Car Chiloé abrite une faune mythologique peuplée de créatures venant des forêts et des mers, où même les navires sont fantômes. L’écrivaine chilienne Isabel Allende l’évoque dans son roman Le Cahier de Maya : "Chiloé a sa propre voix. (…) Le vent, la pluie, le crépitement des bûches (…) et, parfois, les violons lointains du Caleuche, un bateau fantôme qui navigue dans la brume et qu’on reconnaît à sa musique." Sur la côte ouest de l’île, face au Pacifique, Marcello Orellana, artiste-sculpteur lui aussi chilien, a donné corps à cette légende. Construit en 2005, le Muelle del alma (le “Pont des âmes”) est un ponton de bois qui serpente de la terre à l’océan. Il marque l’endroit exact, à Punta Pirulil, où les âmes attendent le bateau qui les conduira vers l’au-delà.
Quittant l’océan et Chiloé, le voyage se poursuit vers l’extrême sud du pays, pour rejoindre le cœur de la Patagonie chilienne, sur les pas de Francisco Coloane (son tout premier voyage le fit regagner Punta Arenas au terme d’un périple de 2 000 kilomètres). Après l’atterrissage, notre voiture se lance sur la “route de la fin du monde”. À voir les kilomètres de steppes qui s’étirent et s’allongent, indifférents à la perte de repères qu’ils provoquent, le nom fait écho… Cette Patagonie dont les images défilent prolonge l’escale précédente pour vite s’en détacher : ici, la nature est souveraine, et la présence humaine se fait très rare.

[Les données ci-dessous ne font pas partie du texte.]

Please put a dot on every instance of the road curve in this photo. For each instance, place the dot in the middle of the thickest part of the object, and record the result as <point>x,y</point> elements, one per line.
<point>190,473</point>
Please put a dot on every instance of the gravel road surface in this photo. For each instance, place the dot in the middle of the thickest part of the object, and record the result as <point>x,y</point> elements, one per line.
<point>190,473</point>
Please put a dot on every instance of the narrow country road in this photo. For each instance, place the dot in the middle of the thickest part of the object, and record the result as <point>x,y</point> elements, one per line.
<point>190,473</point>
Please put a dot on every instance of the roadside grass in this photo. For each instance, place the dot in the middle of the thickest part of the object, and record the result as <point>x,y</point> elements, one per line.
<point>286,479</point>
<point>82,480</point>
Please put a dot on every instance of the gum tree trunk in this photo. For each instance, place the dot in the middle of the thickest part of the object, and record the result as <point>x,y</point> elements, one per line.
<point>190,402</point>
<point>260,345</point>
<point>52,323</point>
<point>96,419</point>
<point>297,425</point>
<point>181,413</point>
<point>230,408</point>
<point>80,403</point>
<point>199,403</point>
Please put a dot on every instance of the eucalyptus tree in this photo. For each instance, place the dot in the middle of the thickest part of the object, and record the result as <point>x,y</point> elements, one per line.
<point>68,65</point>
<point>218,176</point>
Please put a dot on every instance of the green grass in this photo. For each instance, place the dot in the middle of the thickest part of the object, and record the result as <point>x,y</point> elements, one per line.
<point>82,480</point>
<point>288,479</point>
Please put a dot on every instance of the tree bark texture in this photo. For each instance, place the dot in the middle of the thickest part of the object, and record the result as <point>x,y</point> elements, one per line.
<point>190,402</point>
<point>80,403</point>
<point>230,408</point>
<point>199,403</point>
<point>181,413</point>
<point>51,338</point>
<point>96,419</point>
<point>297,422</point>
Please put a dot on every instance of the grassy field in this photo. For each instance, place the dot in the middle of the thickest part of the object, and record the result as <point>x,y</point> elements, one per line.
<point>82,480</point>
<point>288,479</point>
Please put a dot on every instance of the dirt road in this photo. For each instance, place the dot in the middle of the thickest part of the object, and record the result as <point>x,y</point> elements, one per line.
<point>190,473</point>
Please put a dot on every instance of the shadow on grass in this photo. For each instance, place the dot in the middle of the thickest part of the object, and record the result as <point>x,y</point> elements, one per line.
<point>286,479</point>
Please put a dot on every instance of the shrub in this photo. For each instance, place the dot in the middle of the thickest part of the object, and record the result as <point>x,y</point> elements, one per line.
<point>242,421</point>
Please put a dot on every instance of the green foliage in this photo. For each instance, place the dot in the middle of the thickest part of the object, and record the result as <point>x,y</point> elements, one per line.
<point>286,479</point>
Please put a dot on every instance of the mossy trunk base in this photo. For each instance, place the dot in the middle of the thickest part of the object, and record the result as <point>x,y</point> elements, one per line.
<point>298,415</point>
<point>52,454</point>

Et la steppe patagonienne prend vie…
Quelque 300 kilomètres de ligne droite plus tard, le moteur s’arrête. Si loin de tout que l’on ne distingue plus rien de familier. Le matin, les premiers rayons de soleil s’emparent d’un paysage à la physionomie intimidante : une terre sèche, semée de ronces noueuses et de petits buissons. Derrière, quelques collines aux angles effacés par les années et le vent. Et, tranchant avec tout le reste, le massif de Torres del Paine : trois immenses sommets qu’on croirait tracés à la pointe fine. Ils font partie de la cordillère del Paine, dont la formation remonte à plusieurs millions d’années. Une partie seulement de la Cordillère s’élève dans le parc naturel de Torres del Paine, créé en 1958 et couvrant environ 240 000 hectares. À l’image du vertige des chiffres, aborder ce parc exige de se défaire de ses repères, de les laisser glisser dans l’infinité de la steppe. À mesure que l’œil s’habitue à l’épaisseur de l’obscurité et s’empare des kilomètres de cette terre sèche battue par les vents, petit à petit les contours et les reliefs se dessinent, les couleurs se nuancent.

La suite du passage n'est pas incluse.